The Problem With J. I. Packer’s Opposition To Iconography
In Knowing God, J. I. Packer delivers a harsh criticism of the use of icons in worship. While Packer does not specifically target icons, he follows theologian Charles Hodge in denouncing any use of images in worship as idolatrous. Packer’s position is inspired by his reading of the second commandment: “You shall not make for yourself an image in the form of anything in heaven above or on the earth beneath or in the waters below. You shall not bow down to them or worship them; for I, the Lord your God, am a jealous God…” (Ex. 20:4-5). When discussing the current application of this commandment, Packer claims,
“In its Christian application, this means that we are not to make use of visual or pictorial representations of the triune God, or of any person of the Trinity, for the purposes of Christian worship. The commandment thus deals not with the object of our worship, but with the manner of it; what it tells us is that statues and pictures of the One whom we worship are not to be used as an aid to worshiping him.”1
Packer goes on to note the dangers of using images in worship: they are an inadequate representation of God, a single picture cannot encapsulate the gospel narrative, images revert the believer’s attention to creation as opposed to the Creator, and so on. He even ups the ante by declaring, “The mind that takes up with images is a mind that has not yet learned to love and attend to God’s Word.”2 Needless to say, you won’t finish the chapter wondering whether Packer has an opinion on the issue.
Packer’s Ethnocentrism
I believe that Packer’s argument is flawed on multiple levels, theologically and philosophically. However, I want to focus on one problem that particularly plagues his position: ethnocentrism.
Packer’s argument hinges entirely on a strict word/image binary. This binary is easy to assume for those of us who speak English and are familiar with languages such as French, German, and Spanish. But Packer’s argument falls apart when you consider a language like Japanese. I first learned this while listening to an interview with the Christian artist Makoto Fujimura, in which he recounts his response to a person who once asked him about the dichotomy between word and image in Western Christianity, “When I read the Bible in Japanese, actually there is no separation [between word and image], because I’m reading these pictographs, or kanjis, which are visual symbols which have both the Word of God, expressed fully, but it’s a visual expression. So, to me, there is no dichotomy.”3 Fujimura points to the fact that Japanese writing adopts a logographic system, which uses written signs to represent a word or a phrase. In logographic writing systems, such as Japanese and Chinese, Packer’s opposition between images and God’s Word is untenable.
Logographic writing systems are not only counterexamples to Packer’s position, but they also highlight its ethnocentric bias. By assuming the dichotomy between word and image, and subsequently elevating word above image, Packer privileges languages with word/image dichotomies. If, as Packer insists, the use of images in worship is idolatrous, then a written Japanese Bible is inherently idolatrous whereas a written English Bible is not.

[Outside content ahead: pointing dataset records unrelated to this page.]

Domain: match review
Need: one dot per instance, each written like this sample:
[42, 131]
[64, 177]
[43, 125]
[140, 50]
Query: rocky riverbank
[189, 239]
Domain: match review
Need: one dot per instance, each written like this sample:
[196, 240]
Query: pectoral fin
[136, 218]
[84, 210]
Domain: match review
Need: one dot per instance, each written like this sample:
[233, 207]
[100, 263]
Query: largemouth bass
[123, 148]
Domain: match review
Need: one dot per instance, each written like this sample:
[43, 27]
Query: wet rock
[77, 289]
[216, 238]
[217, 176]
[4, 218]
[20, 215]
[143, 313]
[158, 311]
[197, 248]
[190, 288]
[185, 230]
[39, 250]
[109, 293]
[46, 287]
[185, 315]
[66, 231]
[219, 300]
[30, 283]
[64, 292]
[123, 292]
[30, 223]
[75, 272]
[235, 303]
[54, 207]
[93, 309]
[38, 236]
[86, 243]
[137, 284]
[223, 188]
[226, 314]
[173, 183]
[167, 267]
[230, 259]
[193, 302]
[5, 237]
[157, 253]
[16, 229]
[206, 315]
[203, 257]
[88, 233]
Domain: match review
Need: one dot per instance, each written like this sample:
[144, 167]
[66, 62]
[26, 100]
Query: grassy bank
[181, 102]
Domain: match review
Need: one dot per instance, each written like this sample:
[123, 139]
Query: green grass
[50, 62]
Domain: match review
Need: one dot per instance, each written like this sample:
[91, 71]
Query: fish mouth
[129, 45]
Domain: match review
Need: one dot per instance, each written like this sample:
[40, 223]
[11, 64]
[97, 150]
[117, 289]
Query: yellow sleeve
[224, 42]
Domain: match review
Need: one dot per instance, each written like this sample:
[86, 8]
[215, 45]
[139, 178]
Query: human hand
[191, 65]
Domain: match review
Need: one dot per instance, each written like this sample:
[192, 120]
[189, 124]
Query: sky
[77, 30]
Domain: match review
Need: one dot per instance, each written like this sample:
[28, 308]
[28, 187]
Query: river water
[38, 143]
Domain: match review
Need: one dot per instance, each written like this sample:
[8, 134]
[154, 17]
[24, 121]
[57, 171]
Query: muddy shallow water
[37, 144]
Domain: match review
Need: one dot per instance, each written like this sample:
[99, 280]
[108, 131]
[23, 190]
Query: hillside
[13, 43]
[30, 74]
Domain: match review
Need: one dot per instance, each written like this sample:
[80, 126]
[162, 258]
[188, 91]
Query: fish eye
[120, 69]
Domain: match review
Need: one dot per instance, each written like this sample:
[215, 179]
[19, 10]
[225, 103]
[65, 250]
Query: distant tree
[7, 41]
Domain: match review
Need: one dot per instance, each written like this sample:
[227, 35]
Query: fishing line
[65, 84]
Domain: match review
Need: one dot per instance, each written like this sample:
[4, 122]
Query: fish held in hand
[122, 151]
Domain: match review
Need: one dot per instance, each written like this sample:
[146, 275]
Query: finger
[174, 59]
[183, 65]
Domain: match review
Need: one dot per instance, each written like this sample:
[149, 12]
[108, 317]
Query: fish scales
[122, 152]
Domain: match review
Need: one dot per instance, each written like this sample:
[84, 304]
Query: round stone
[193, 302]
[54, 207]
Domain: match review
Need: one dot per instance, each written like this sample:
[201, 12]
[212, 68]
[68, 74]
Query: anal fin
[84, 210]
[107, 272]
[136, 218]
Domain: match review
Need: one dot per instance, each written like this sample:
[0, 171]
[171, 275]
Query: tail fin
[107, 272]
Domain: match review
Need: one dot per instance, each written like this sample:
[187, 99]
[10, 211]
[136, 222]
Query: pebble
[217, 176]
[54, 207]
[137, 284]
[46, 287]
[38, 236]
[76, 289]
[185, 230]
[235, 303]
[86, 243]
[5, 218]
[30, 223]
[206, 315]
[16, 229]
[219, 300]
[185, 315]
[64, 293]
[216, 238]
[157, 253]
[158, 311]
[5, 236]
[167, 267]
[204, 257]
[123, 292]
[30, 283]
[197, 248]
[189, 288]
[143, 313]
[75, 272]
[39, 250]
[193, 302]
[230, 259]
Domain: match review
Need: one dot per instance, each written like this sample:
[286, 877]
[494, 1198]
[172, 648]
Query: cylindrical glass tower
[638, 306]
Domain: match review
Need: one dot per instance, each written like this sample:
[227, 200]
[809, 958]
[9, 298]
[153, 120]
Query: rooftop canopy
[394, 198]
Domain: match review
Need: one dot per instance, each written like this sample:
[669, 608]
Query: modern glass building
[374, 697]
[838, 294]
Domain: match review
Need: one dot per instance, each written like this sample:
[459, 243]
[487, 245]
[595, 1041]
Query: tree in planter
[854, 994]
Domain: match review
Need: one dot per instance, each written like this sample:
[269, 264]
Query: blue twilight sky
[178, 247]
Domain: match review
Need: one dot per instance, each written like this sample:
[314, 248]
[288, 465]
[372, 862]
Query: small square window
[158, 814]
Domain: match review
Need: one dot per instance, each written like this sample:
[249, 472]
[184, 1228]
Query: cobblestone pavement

While Packer insists that believers can only avoid idolatry by “attending to God’s Word,” his theology implies that millions of believers necessarily commit idolatry because they attend to God’s Word. As far as I can tell, Packer has two options: he can abandon his argument against images, or bite the bullet and insist that certain written languages are theologically superior to others. I think the choice is clear: only by abandoning his position on images can Packer avoid the inconsistency and ethnocentrism that come along with it.
I would like to thank Benjamin Cabe and Jacob Prahlow for discussing this topic with me.